Un des spectateurs, qui jusqu'ici me bloquait la vue, pivote pour me faire face. Je hoquette aux pustules et crevasses qui couvrent sa peau. L'individu a les yeux injectés de sang et lorsqu'il se met à rire à gorge déployée, tout s'éclaire. Il ne porte pas un imperméable comme on pouvait le croire à première vue, mais des haillons eux aussi rongés par les siècles. Entre ses pieds violacés, je discerne une tignasse blonde, et une veste orange que seule l'aînée Gauthier ose porter.

⸻ Non ! Non ! hurlé-je.

Ma main cherche le manche de ma dague et je fonds sur lui, prête à lui trancher la gorge. Le lépreux ricane de concert avec l'hennissement d'un colossal cheval blanc, survenu comme par magie. Il l'enfourche et aussitôt, le martèlement des sabots m'assourdit et signe leur départ. Je tente un lancer qui n'atteint pas ce monstre et abandonne l'idée de le poursuivre. Je plonge entre les citadins, atterris à genoux.

C'est bien Moïra, inconsciente dans une flaque nauséabonde, sous cet inconnu qui appuie sur sa poitrine pour la réanimer.

⸻ Non !

Je ne peux la toucher, je ne peux la sauver. Son teint blafard contraste avec les coulées rougeâtres qui dévalent ses tragus.

⸻ Vous devez reculer ! couine alors Marco. Les secours arrivent mais il se peut qu'elle ait la peste !

La panique dissout la foule et même celui qui essayait de la ramener abandonne son poste. Marco sanglote, impuissant. Il devrait aussi garder ses distances, au lieu de quoi il saisit les mains de Moïra et la supplie de se réveiller.
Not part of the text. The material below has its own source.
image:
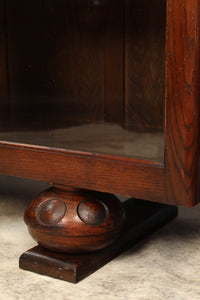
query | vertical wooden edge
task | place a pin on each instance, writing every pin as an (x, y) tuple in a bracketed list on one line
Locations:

Ma tumulte mute en rage. La protestation qui m'échappe est stridente, renversante. Les ondes qui en résultent fissurent l'immeuble attenant et font trembler le quartier. Je me relève, animée d'une force que je sens vibrer au bout de mes doigts et, les yeux vissés aux nuages grisonnants, j'hèle Dieu :

⸻ Descends, espèce de lâche ! Regarde ce que tu as fait !

⸻ Natalia ! m'interpelle la voix reconnaissable de Chad.

Mais cette fois, elle ne suffit pas à m'apaiser.

Je serre mes poings, ferme les yeux et implose. L'allée tremble ; hommes et femmes se mettent à hurler. Sans que je ne puisse la contenir, la haine irradie autour de moi et projette les gens contre les façades telle une vague déferlant avec violence. La collision s'étend à tout le périmètre et le vacarme qui en résulte couvre l'effroi de la foule. L'onde de choc décroît aussitôt après avoir frappé et ma poitrine me brûle quand je constate les dégâts : des débris enfumés jalonnent le passage alors que les câbles électriques, tranchés, dansent au-dessus de Marco et Moïra. Au bout de l'allée, au pied du brasier, Chad se redresse en grimaçant. Son collier se met à briller aussi alors qu'il rouvre ses ailes, ses plumes noircies par le feu, et m'attrape au vol.